Tuesday, November 8, 2011
Voting was one of the emotionally difficult things to do last year. My mother had been dead for just six months, and voting was something that we always did together, even in later years when she needed to vote by absentee ballot. This year, voting was a whole new experience.
I've never had to run the gauntlet of candidates and petitioners before. Politics in the town of Albion was simpler. They still count the ballots by hand.
Here in town, there was quite a large turn-out for this off-year election even at a quarter to ten in the morning. They had already run out of "I Voted" stickers. As I came up from the lower end of the parking lot (walking at a fast clip because I was on my way to work) it became clear that the mayoral candidates had staked out the entrance and were doing the meet and greet thing as voters went in.
The current mayor, who has held the job for just six months, is someone I know from way back in my newspaper days. In fact I designed the flyer for his very first campaign, begrudgingly, on company time when I really needed to be pushing out ads. He was an ad sales rep for the paper, taking advantage of the creative services department to do his personal campaign flyers, and I was his assigned designer. I think he got in trouble for that one. My boss saw me working on it, and I wasn't going to cover Dana's ass for him.
He recognized me and grabbed my hand. I was able to smile and say, "Hey, Dana! How are you!" while thinking to myself, "Sorry, but you're not getting my vote."
The Independent candidate was lying in wait just indoors. Apparently they don't let you in without shaking hands first. I wished that I had hand sanitizer with me.
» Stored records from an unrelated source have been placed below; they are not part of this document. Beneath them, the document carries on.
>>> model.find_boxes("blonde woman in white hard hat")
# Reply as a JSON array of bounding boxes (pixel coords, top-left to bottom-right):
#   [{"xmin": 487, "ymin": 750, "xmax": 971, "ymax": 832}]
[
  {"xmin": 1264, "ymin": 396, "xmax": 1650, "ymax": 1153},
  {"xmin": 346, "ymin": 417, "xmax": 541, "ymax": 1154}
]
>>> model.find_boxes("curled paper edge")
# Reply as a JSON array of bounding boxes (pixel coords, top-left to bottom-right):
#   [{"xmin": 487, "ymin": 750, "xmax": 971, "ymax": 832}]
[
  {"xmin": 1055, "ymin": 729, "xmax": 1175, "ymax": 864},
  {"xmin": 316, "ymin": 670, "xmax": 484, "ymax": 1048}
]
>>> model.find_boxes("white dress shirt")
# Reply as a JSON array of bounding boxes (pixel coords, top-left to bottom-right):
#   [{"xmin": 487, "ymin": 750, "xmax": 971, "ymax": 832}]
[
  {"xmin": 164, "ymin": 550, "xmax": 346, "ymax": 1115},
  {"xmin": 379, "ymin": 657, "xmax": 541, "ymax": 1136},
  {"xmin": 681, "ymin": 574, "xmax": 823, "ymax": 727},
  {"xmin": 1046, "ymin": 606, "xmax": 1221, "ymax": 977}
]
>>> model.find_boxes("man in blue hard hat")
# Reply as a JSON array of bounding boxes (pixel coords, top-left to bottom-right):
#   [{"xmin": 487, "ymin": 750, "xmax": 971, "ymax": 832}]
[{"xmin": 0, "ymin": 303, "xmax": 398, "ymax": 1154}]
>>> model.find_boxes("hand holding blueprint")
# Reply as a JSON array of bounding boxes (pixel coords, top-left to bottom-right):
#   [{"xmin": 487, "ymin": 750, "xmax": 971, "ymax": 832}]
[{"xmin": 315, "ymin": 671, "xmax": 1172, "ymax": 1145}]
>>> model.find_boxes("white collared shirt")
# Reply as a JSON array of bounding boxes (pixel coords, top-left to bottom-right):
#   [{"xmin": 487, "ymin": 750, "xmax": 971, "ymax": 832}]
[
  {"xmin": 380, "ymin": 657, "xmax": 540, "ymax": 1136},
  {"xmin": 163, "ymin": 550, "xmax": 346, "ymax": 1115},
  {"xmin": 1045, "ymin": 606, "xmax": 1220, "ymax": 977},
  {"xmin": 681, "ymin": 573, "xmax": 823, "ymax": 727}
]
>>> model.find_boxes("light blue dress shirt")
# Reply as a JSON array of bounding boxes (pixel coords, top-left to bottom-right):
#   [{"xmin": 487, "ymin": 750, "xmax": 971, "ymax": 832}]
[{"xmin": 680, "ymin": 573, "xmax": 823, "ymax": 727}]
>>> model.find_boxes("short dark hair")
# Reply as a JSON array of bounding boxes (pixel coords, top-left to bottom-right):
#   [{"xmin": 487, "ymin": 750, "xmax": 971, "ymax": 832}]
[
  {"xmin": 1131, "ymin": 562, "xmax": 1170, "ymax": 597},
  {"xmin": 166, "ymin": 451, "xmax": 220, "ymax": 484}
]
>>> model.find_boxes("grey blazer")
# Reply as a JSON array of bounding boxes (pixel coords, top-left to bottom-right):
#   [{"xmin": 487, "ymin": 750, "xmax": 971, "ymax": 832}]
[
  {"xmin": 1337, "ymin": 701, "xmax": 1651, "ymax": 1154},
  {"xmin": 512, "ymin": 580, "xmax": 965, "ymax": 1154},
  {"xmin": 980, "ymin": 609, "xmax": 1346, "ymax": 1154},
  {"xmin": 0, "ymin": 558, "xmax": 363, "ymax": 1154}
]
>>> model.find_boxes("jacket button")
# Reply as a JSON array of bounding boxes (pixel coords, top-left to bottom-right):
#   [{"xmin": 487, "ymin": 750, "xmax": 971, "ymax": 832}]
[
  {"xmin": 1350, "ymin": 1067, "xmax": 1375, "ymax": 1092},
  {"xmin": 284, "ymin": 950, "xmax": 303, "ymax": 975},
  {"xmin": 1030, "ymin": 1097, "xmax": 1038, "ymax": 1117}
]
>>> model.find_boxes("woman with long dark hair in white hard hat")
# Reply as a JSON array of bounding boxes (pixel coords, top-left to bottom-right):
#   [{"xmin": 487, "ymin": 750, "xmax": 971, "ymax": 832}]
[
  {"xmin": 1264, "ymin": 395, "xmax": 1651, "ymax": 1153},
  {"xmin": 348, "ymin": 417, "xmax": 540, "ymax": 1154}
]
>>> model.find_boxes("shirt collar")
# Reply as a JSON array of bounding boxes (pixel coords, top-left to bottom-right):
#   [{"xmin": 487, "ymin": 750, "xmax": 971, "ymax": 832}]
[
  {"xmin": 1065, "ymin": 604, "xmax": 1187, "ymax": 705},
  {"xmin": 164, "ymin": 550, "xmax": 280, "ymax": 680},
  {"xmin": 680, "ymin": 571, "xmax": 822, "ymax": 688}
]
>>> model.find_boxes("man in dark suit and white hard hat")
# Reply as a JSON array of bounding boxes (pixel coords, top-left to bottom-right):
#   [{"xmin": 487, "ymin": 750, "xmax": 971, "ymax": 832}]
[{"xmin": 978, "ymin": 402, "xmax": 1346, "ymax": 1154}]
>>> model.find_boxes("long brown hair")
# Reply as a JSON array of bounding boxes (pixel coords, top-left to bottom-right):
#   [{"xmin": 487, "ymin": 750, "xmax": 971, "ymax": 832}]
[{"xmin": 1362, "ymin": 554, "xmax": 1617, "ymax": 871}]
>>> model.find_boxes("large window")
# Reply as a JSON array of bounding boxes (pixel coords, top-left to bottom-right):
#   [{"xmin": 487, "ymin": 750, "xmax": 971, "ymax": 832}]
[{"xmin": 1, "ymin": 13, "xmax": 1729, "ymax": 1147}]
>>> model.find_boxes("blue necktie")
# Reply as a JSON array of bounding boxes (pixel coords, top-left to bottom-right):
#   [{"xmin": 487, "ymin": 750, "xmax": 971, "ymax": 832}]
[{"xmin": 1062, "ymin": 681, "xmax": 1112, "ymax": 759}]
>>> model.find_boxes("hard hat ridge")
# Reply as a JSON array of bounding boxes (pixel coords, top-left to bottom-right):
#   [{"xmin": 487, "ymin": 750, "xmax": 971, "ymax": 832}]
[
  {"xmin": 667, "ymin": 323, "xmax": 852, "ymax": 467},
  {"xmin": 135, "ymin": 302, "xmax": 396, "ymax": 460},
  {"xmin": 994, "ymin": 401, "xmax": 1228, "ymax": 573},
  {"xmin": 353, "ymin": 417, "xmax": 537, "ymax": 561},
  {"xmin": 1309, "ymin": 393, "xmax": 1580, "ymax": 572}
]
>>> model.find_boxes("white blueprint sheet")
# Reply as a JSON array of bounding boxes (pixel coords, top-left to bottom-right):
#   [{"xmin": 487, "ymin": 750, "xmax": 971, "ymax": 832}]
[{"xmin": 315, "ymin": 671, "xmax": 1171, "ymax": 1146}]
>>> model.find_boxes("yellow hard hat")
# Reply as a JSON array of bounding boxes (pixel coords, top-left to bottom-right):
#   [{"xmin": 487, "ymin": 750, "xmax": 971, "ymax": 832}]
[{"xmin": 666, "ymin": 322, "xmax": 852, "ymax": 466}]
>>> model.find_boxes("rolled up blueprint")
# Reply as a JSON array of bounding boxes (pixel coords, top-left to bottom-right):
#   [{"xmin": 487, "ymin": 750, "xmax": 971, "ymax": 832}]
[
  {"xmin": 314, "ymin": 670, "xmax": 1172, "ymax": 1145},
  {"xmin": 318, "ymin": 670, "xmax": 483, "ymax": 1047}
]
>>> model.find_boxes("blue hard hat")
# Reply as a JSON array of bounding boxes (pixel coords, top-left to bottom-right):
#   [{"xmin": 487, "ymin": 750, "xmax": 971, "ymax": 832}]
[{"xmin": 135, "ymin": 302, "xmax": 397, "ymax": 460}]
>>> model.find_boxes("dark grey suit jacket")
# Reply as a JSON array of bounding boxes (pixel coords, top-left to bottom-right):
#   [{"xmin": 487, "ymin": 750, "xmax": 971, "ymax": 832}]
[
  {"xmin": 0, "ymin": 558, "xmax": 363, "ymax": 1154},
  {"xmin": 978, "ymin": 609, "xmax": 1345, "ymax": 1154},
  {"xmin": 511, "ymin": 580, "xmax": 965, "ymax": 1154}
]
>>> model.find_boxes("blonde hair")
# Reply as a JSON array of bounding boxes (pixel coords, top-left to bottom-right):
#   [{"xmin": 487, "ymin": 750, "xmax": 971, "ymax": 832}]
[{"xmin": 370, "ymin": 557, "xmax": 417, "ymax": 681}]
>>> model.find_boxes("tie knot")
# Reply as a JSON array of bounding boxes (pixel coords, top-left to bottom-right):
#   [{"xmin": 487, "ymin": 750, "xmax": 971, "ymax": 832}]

Albion's "voting hall" was a small classroom in the Town Office building. They used to have one lady checking off names and one handing out ballots. Here in town, the voting is done in a gymnasium and the names are divided into four stations, each station with two volunteers. There were more volunteers standing at the booths, directing traffic. When you're done voting, you walk out the other end and slide your ballots into two counting machines. I expect this is the usual that most people experience, but all my life, before now, I voted on folded paper ballots that were stuffed into a battered old box and counted at the end of day.
On the way out, I signed three petitions: one for equal marriage rights, one to allow independent voters to participate in the primaries, and one for I don't remember what. All I can tell you is I agreed with it at the time.
I'm not one of those people who has a hard time telling others how I voted. I wish more were like me, because I like to know how my friends and acquaintances voted and why. So here's how I went:
I voted Karen Heck (Ind.) for Mayor. For the lesser offices I voted straight Democrat, which wasn't hard to do as there were very few Republicans on the ballot and many people were running unopposed. I voted to repeal our governor's stupid law that would not allow voters to register on Election Day. This is nothing more or less than a Republican attempt to control the election. I voted against the casinos. I'm not anti-casino and have voted for them in the past, but only when the local Native American tribes were behind them. Maine disagrees with me, however, and thinks that casinos are only acceptable when gangsters, not Indians, are the beneficiaries. Last on the ballot was a bizarre item about rewriting the state constitution to switch re-districting from one set of years to another set of years. I don't know what was up with that. I voted against it. If the politicos can't come to a redistricting agreement in the amount of time they have allotted for it, then to hell with it.